Were The Beatles prescient gods or what? Boomers had all the best music and now we taunt you poor millennials with it. I bet every millennial slogging through this knows the words to at least half of Abbey Road but you couldn't find a boomer who could sing a word of Taylor Swift if their Gold Card depended on it.
And what did all that great music inspire us to do? Well, we stood up to nuclear testing in the Pacific, we had a massive state housing construction programme in the 60s and 70s and we created a world-leading no-fault accident compensation system.
Hang on. No we didn't. Those things were done by the generation before us. Sir Owen Woodhouse, the architect of ACC, was born in 1916. The political leaders of the 1970s, the heyday of the boomers in New Zealand and the last great decade of the welfare state, were all born in the 1920s.

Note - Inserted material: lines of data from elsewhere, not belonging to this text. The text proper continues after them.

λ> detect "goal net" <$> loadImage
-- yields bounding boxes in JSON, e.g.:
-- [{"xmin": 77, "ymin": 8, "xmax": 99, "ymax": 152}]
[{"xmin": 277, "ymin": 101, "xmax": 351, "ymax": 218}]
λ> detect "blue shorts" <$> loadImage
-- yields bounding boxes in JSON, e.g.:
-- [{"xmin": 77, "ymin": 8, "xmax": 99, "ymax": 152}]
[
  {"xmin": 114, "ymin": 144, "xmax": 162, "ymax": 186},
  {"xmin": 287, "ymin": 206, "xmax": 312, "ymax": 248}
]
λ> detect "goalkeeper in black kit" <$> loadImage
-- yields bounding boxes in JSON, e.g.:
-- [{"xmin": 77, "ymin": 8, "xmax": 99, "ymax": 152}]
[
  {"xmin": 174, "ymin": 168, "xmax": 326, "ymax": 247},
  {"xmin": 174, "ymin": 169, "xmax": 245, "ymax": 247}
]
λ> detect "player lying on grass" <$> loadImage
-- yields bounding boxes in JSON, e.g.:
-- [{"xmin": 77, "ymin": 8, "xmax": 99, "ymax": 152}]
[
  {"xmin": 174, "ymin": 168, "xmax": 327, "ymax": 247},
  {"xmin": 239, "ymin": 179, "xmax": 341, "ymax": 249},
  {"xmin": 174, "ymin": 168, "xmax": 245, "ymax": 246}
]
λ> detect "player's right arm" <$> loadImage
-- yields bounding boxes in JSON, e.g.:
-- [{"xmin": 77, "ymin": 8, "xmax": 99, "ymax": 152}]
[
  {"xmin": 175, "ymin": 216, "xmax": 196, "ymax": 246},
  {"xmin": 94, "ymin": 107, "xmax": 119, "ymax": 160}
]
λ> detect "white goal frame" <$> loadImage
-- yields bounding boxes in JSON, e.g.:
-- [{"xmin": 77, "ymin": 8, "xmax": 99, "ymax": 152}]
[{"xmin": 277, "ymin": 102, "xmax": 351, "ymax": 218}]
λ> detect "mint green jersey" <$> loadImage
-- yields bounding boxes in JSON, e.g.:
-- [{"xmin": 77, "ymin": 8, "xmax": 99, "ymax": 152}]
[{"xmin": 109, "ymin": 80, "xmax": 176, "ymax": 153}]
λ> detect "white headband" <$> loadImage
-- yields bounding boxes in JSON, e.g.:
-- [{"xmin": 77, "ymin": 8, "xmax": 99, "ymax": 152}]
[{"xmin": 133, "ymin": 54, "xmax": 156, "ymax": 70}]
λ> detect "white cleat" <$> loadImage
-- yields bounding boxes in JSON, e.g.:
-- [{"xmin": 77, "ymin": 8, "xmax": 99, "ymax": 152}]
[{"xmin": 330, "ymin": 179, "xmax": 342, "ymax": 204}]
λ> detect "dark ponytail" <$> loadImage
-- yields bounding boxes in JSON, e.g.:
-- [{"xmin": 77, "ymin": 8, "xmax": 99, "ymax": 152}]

They were our parents, the generation we reviled as "the olds", thick-minded, wedded to convention, incapable of understanding anything about us: that the Vietnam War was wrong, crocheted tops and mixed flatting were cool and young people were ready to take over the world.
Truth be told, we didn't even make the music. Paul McCartney is 77, born in 1942. Not a baby boomer, because by definition you can't be a boomer unless you were born in the busy time after the war, when births boomed. The clue is in the name. You have to be younger than 73.
Joni Mitchell is 75, Bob Dylan 78, Mick Jagger 76. Grace Slick is 79, which I can't wrap my head around at all. "And if you go chasing rabbits and you know you're going to fall, tell 'em a hookah-smoking caterpillar has given you the call." As for Pete Townshend, who hoped he would die before he got old, he didn't die and he's not a baby boomer either. He's 74.
Mind you, as every self-respecting 74-year-old will tell you, that's not old at all. Boomers, along with the music of the war generation we grew up on, will never be old. It's just a fact.
The world will end first. Being young is a state of mind and the end of the world is, like everything else in our lifetimes, something we've already organised. You may have noticed.
In the end, is the love you take really equal to the love you make? It's a con, isn't it? We took way more.
If I may speak frankly, how about we all do a deal? We'll keep our music, and why don't the rest of you rise up and take over the world? Write a new ending, or a new continuance. We'll keep Here Comes the Sun, you save the planet. Because you're surely not relying on us, are you? It's not too late, you know.
In the real end to the album, which sprang to life on the vinyl record after a long, sly silence, it's like this. "Her Majesty's a pretty nice girl but she doesn't have a lot to say. Her Majesty's a pretty nice girl but she changes from day to day. I want to tell her that I love her a lot but I gotta get a belly full of wine. Her Majesty's a pretty nice girl someday I'm gonna make her mine oh yeah, someday I'm gonna make her mine."
Trivial and profound, or none of the above. Catchy little tune. And hey. Fifty years later, it's the same Her Majesty.